Il eut un soupir comme agacé. Il savait que je lui poserais la question, qui ne la poserait pas ? Elle était des plus légitimes. Mais en contemplant sa réaction, je vis qu'il espérait que je ne fasse trop d'histoire. J'étais bien trop encombrante à en juger par ses manières. Depuis quand étais-je devenue un boulet ?
_ C'est dans l'ordre des choses, nous sommes deux espèces totalement différentes. Et notre histoire ne nous mènera nulle part.
_ Pas si je rejoins ton espèce…
_ Non !
Sa voix claqua tel un fouet m'interdisant toute remise en question, et je crus percevoir une lueur de colère traversée sur ses prunelles. Ce fut comme un coup de poing dans le ventre, j'étais vraiment devenue un poids pour lui. Cela signifiait-il qu'il ne m'aimait plus ? J'avais peur de poser cette question, La question, qui déterminerait mon sort.
_ Je vais partir Bella. Tu ne me reverras plus. Je ne reviendrai pas. Poursuis ta vie, je ne m'en mêlerai plus. Ce sera comme si je n'avais jamais existé.
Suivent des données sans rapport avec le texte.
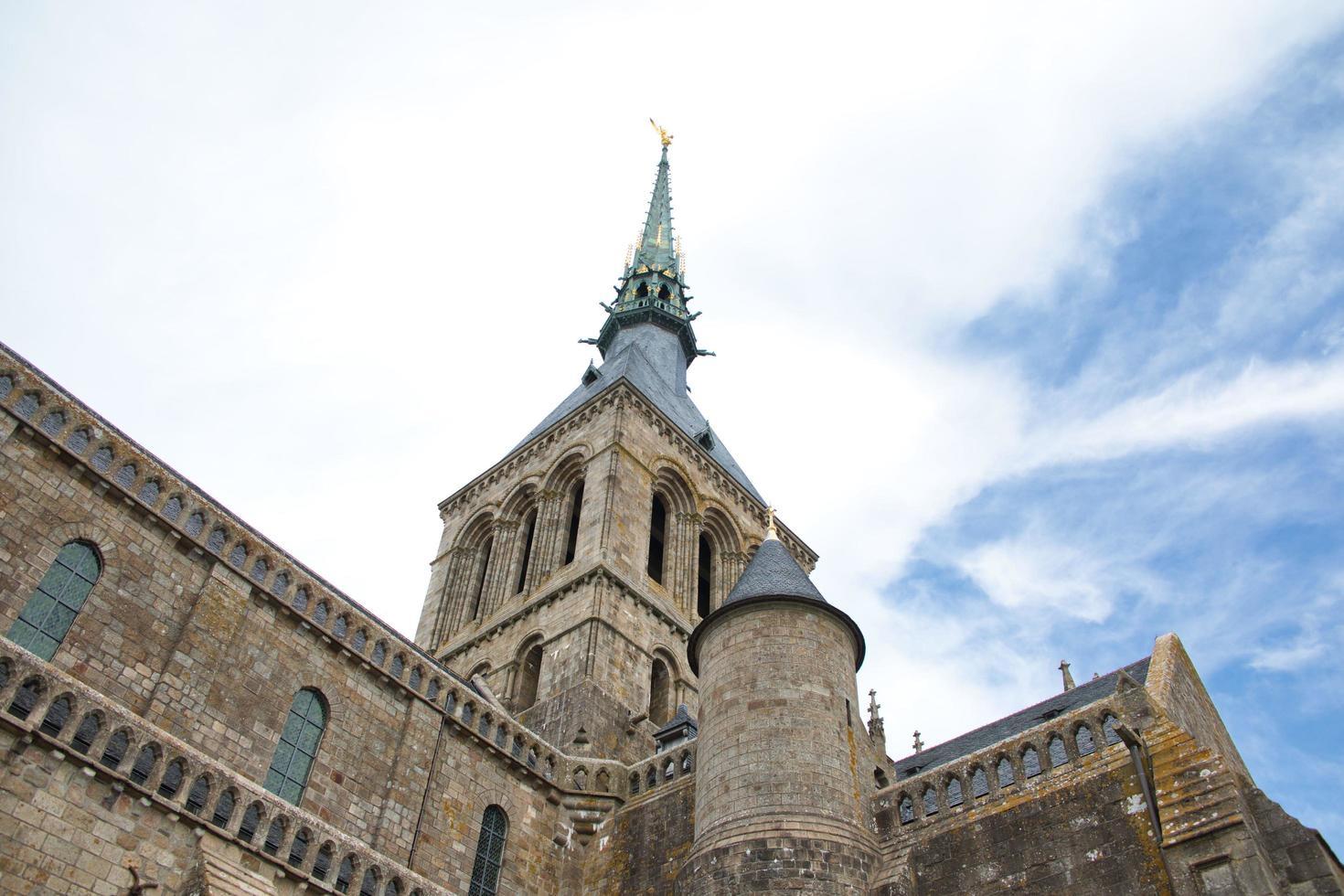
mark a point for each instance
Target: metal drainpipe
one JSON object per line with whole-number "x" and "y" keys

Aucune nouvelle, aucune allusion aux miens, à n'importe lequel des Cullens.
Une panique sans nom s'éprit de moi alors que je saisissais l'ampleur de son discours. Non ! Pas de manière si brusque, si peu censé. Ce n'était pas Edward que j'avais sous les yeux, il s'agissait d'un autre, d'un subterfuge, ou peut-être a-t-il été ensorcelé ?
_ Edward, si tout cela a un rapport avec Jasper ou…
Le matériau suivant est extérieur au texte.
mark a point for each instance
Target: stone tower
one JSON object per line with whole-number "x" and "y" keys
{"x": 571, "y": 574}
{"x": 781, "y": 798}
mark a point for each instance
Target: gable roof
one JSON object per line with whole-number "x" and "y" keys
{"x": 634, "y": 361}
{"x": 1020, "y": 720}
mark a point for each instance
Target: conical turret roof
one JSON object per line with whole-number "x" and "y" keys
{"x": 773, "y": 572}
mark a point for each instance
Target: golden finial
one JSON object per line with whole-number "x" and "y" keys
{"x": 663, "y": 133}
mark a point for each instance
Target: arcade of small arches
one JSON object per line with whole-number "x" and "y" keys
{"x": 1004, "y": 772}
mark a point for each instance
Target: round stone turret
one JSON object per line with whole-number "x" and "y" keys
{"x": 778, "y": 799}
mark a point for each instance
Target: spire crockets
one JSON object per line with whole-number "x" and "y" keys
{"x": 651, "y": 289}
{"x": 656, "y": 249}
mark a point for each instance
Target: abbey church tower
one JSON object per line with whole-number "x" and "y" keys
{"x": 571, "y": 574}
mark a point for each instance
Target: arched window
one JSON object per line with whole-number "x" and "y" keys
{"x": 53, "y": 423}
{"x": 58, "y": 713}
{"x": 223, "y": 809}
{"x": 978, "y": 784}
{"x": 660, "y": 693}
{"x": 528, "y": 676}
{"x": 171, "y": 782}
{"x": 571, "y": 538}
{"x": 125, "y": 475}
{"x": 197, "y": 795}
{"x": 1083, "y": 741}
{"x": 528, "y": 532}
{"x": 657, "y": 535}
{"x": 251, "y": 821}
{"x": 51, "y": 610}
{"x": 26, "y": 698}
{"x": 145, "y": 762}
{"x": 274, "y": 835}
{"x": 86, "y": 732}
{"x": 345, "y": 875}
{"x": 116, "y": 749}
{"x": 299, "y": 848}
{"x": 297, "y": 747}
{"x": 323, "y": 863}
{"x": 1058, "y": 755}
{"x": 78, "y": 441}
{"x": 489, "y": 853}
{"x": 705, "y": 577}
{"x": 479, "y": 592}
_ Je suis lassé de devoir faire semblant Bella.
Semblant ? Que voulait-il dire ? Je sentis mon cœur battre de manière désordonnée tandis que ma respiration se fit plus saccadée sous le choc de la nouvelle.
_ Faire semblant ?
Son regard se promena un moment avant de m'affronter avec une férocité qui lui était peu commune. Avais-je réellement connu cet homme ? Avais-je réellement aimé cet inconnu ?
Comment en étais-je arrivée à ne plus discerner l'un ou l'autre ?
_ Ce fut amusant de prétendre être l'humain amoureux. Mais à présent, l'ennui me guette et je souhaiterais voir…d'autres paysages. Après tout, les vampires ont un certain don pour se laisser facilement distraire.
Son sourire fut à l'instar du personnage qui l'émettait, d'une certaine froideur. J'aurais voulu lui hurler des explications, j'aurais aimé comprendre ce qu'il tentait de me dire. Mais je n'étais pas stupide. Il ne m'avait jamais aimé. Et tout ce à quoi j'avais cru n'avait été qu'illusion. Ce fut comme si je m'étais vidée de tout mon air, de toute mon essence vitale d'un coup. Je ne sentais plus rien. Ne voyais plus rien. Il m'avait tout enlevé en me retirant la certitude qu'il m'aimait. J'aurais été prête à le retenir dans ce cas. Mais je n'avais plus rien. Et plus aucune force pour combattre.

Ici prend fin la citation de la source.